La douleur chronique neuropathique et inflammatoire résulte d’une sensibilisation périphérique, puis centrale des nocicepteurs mettant en jeu des interactions neuro-immunes entre neurones, cellules gliales et immunitaires. Ces interactions peuvent avoir des effets aggravants ou bénéfiques sur la douleur et l’inflammation qui s’équilibrent à l’état physiologique. La compréhension croissante de ces interactions entre les systèmes nerveux et immunitaires permet d’envisager de nombreuses cibles thérapeutiques potentielles.
Des alarmes environnementales
Les neurones périphériques ont été largement étudiés dans le contexte de leur fonction principale d'initiation du mouvement volontaire et involontaire, de la transmission de sensations et de l'induction d'une réponse comportementale appropriée, telle que le retrait pour éviter les lésions tissulaires ou le grattage pour éliminer les molécules irritantes.
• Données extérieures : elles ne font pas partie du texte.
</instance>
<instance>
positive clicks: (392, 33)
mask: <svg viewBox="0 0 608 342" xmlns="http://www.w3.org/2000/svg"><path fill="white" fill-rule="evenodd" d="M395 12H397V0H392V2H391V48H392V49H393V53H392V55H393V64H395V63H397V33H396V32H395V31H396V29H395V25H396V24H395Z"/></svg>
Plus récemment, des articles novateurs ont montré que, outre leur fonction principale de transmission du signal à la moelle épinière et au cerveau, les neurones périphériques (y compris les neurones afférents) pouvaient détecter directement les alarmes environnementales et ainsi réguler le développement de divers types de réponses immunitaires par le biais de la libération de neuropeptides ou de facteurs de croissance.
La peau, par exemple, est innervée par un réseau de neurones sensitifs nociceptifs dont la première fonction est la transmission de signaux de douleur et de prurit au système nerveux central (1). Cependant, des études très récentes ont montré que les nocicepteurs, en particulier pulmonaires par exemple, pouvaient également être de puissants régulateurs des systèmes immunitaires inflammatoires (2).
Un contrôle neuronal de la réponse immunitaire
Il est généralement admis que les nocicepteurs sont impliqués dans la physiopathologie de la dermatite atopique, principalement par le biais du déclenchement du prurit et du réflexe de grattage. En effet, on retrouve par exemple de grandes quantités du neuropeptide substance P dans le sérum des patients en comparaison à des sujets sains, le taux étant corrélé à la gravité clinique de la maladie. Le rôle précis des nocicepteurs dans cette physiopathologie n’est toutefois pas parfaitement élucidé.
Les travaux de N. Gaudenzio et al. démontrent que les nocicepteurs produisant la substance P forment des « unités neuro-immunes sensorielles » avec les mastocytes de la peau qui expriment le récepteur à la substance P (3). Ces unités sont capables de détecter la présence d’allergènes au niveau de la peau et de déclencher le développement d’un modèle de dermatite atopique.
On parle de « contrôle neuronal de la réponse immunitaire » dans des modèles expérimentaux comme l’asthme. Ce mécanisme semble ainsi également impliqué dans les pathologies inflammatoires de la peau comme la dermatite atopique. Ce type d’approche ouvre des perspectives thérapeutiques originales.
(1) LaMotte R H et al. Sensory neurons and circuits mediating itch. Nature reviews. Neuroscience 2014; 15, 19-31.
(2) Baral P et al. Nociceptor sensory neurons suppress neutrophil and gammadelta T cell responses in bacterial lung infections and lethal pneumonia. Nat Med 2018;24:417-426.
(3) Basso L et al. Peripheral neurons: Master regulators of skin and mucosal immune response. Eur J Immunol 2019;49:1984-1997.